A popular bill in the House this year was the one offered by Dels. Dave Albo and Tom Rust, two Republicans from Fairfax. The bill would have increased fines for moving violations, with the funds going toward transportation projects.

Six major newspapers in the state and the Associated Press, whose stories are picked up by smaller papers, yesterday reported on the bill’s demise in the Senate. Let’s look at how they covered the alleged amount the bill would raise.

Hampton Roads Daily Press
The money raised – an estimated $180 million a year – would have been used to help pay for transportation projects across the state.

Associated Press
The committee killed a House measure that would have generated at least $114 million (up to $180 million, supporters said) by levying hundreds or even thousands of dollars in fines on drivers who pile up too many traffic citations. (Note, the AP doesn’t even attribute the estimate to anyone but presents it as fact.)

The Roanoke Times
Committee members also rejected a bill that would have imposed stiff, annual fines for serious driving violations – such as $350 for reckless driving and $750 for drunken driving – as well as for repeated speeding violations. Supporters said the bill would have generated between $114 million and $188 million for road construction.

The Washington Post
House Republicans had said the bill on reckless driving would have raised more than $100 million a year by imposing tough fines on what they said were seriously abusive drivers.

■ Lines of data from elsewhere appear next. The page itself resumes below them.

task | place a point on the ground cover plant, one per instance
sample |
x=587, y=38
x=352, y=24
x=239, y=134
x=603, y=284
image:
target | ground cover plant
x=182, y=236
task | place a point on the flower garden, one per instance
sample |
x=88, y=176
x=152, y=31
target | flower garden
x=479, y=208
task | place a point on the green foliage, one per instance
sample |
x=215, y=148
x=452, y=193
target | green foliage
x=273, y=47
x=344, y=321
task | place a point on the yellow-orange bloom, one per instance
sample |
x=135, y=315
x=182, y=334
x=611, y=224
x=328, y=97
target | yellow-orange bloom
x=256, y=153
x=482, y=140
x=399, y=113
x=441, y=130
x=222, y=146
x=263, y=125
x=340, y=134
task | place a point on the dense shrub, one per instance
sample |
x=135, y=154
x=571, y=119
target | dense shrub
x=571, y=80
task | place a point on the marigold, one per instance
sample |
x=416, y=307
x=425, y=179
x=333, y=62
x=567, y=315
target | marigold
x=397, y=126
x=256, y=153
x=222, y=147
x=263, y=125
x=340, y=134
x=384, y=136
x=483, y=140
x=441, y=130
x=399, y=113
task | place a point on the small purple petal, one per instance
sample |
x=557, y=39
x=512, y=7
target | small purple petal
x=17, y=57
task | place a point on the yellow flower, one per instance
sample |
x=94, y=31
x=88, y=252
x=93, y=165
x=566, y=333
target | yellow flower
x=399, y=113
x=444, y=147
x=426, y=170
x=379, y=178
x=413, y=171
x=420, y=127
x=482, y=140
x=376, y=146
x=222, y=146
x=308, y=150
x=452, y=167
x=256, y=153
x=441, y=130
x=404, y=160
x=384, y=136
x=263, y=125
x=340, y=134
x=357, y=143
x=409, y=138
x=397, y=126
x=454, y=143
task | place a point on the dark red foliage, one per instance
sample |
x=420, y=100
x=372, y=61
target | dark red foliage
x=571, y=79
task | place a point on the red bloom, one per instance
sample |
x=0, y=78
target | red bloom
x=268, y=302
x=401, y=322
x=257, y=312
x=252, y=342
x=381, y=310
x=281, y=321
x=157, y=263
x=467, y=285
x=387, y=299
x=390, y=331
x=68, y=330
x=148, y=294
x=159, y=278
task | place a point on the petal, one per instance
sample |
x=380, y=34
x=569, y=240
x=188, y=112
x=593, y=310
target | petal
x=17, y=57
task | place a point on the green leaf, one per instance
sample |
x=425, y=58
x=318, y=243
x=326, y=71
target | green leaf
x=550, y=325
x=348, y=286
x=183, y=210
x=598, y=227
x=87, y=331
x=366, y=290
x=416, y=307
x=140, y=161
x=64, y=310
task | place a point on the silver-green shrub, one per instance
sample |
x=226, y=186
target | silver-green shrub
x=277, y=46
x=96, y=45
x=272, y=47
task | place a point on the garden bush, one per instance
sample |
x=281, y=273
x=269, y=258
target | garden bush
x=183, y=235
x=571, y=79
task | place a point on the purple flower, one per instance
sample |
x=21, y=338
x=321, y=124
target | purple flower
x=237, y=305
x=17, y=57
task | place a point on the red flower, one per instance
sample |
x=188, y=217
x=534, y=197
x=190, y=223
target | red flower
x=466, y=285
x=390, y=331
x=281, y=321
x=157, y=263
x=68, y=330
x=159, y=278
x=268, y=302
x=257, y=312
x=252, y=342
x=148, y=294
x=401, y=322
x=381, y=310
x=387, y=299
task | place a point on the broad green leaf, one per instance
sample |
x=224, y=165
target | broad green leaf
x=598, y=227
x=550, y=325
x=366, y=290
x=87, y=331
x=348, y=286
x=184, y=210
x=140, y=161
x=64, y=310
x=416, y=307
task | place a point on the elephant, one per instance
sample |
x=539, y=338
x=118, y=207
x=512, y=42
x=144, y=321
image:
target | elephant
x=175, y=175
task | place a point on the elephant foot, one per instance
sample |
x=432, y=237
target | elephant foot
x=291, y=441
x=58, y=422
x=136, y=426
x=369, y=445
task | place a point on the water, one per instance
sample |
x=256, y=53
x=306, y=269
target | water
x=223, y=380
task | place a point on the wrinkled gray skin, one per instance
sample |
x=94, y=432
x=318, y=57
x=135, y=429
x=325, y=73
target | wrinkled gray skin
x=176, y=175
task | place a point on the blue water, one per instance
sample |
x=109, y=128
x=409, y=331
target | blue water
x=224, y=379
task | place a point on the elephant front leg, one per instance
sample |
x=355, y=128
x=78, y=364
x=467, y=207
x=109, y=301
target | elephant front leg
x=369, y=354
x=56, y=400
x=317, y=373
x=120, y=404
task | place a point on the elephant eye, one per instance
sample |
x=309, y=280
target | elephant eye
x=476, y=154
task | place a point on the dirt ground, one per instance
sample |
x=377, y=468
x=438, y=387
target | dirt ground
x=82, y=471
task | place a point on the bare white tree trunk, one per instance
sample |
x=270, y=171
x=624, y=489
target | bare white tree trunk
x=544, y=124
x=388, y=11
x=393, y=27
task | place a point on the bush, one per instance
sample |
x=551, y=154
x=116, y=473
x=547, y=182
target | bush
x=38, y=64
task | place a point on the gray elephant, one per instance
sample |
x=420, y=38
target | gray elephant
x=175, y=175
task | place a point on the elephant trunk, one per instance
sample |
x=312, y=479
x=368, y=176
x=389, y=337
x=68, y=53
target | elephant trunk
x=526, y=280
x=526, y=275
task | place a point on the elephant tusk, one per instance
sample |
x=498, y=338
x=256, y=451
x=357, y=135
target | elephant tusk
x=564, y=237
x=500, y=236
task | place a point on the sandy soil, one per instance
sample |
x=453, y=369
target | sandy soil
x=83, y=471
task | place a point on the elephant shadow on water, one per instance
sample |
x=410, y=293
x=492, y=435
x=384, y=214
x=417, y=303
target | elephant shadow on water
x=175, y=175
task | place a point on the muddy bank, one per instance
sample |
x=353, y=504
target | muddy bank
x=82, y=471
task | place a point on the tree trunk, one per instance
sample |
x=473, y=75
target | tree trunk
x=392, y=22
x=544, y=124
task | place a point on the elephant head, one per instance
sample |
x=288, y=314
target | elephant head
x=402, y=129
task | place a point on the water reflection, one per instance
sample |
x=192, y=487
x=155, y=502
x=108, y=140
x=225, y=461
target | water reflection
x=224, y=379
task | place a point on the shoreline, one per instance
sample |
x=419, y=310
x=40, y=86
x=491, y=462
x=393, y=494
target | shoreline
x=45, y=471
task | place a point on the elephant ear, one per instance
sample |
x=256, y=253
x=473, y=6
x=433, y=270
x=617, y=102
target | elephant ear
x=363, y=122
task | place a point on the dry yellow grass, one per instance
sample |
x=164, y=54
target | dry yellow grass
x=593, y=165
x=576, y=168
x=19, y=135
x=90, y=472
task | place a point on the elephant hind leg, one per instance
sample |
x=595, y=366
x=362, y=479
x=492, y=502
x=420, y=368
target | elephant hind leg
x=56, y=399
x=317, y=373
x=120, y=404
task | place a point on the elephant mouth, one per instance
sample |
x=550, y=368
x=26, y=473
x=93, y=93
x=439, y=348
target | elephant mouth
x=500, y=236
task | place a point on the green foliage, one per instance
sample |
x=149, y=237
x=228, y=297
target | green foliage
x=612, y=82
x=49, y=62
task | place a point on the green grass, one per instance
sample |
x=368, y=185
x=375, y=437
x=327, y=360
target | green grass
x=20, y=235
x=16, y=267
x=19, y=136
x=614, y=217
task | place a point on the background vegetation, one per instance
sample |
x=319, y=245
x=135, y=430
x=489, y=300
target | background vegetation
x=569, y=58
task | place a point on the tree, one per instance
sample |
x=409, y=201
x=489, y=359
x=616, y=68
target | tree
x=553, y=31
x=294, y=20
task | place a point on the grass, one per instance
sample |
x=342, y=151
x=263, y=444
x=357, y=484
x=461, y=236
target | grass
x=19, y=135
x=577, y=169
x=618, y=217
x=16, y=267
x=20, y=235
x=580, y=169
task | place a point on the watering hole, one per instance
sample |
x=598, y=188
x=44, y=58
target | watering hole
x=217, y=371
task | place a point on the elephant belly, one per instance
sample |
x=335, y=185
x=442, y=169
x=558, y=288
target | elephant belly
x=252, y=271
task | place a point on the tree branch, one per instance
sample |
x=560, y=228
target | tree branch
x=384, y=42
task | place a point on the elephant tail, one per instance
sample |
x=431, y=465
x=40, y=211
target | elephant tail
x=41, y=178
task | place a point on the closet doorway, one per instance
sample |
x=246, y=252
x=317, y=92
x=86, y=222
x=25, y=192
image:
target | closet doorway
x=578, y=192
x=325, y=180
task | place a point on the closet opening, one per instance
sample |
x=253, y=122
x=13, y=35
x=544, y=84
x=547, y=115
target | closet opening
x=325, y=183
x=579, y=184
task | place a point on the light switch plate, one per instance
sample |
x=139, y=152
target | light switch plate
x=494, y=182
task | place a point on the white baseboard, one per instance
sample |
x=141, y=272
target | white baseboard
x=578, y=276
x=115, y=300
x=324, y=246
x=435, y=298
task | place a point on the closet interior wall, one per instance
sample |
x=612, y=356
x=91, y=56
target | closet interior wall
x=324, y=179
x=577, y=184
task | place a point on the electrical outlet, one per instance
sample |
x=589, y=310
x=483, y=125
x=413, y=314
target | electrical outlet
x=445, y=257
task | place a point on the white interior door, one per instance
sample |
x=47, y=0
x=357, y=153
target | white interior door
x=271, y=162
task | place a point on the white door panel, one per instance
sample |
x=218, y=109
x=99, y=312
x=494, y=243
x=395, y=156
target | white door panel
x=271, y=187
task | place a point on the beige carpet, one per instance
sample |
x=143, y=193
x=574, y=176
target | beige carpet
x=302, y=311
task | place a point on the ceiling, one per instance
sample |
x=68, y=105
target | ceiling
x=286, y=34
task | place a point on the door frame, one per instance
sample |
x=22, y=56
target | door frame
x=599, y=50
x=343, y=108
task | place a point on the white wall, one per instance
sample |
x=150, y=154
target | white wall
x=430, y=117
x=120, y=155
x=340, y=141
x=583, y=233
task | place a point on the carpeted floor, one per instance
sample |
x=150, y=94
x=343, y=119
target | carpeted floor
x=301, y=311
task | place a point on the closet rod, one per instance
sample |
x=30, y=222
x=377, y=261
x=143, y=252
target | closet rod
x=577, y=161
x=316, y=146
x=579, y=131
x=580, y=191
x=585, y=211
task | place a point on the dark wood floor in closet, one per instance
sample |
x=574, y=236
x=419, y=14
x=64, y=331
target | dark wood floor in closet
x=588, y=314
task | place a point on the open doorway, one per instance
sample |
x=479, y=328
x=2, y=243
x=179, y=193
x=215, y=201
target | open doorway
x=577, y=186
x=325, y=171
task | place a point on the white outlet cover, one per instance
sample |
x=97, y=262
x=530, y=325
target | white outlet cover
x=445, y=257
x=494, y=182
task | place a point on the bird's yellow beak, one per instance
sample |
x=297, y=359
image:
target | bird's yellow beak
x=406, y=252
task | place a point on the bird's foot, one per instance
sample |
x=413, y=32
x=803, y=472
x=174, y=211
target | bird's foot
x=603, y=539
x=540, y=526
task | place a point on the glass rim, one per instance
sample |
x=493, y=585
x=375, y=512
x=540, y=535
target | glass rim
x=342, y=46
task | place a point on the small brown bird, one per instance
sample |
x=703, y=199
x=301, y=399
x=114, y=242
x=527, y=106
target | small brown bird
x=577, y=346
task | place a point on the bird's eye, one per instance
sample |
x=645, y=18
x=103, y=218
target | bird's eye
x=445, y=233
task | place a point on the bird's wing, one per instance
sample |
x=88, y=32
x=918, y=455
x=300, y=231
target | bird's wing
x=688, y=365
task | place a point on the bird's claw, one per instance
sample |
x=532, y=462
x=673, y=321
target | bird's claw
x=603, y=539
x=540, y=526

Fredericksburg Free Lance-Star
The bill was expected to raise anywhere from $114 million to $180 million, money that the House appropriated in its budget to pay for certain transportation initiatives. The loss of that money leaves a hole that House budget negotiators will have to try to fill in talks with the Senate.

Richmond Times-Dispatch
The Senate committee also voted down a separate House bill, by Del. David B. Albo, R-Fairfax, that would generate at least $100 million a year for transportation improvements through tougher traffic fines.

Six stories tell us how much supporters say the new penalties would raise. But only the Virginian-Pilot challenges the assumptions.

Senators were equally critical of the proposed abuser fees. Supporters estimate the measure would generate at least $114 million annually, but government budget analysts have said actual revenues could be less than $25 million per year.

I’ll venture to guess that a lot of people will judge this bill based on what the supporters say it would raise, and even these recent assumptions have come down significantly from earlier estimates which, if memory serves me, were closer to $250 million, again according to supporters of the bill. Shouldn’t the media stop taking the word of proponents of measures when reporting these bills? The same thing happened last year when the press accepted Bush’s estimate of the cost of his Medicare bill: a little over $400 billion. Shortly after the bill passed, we found out he likely knew, as a Social Security actuary did, that it was well over $500 billion. And now we’ve learned that it’s over $700 billion and perhaps $1 trillion.

Kudos to Christina Nuckols of the Pilot. To the rest of them: Do your job.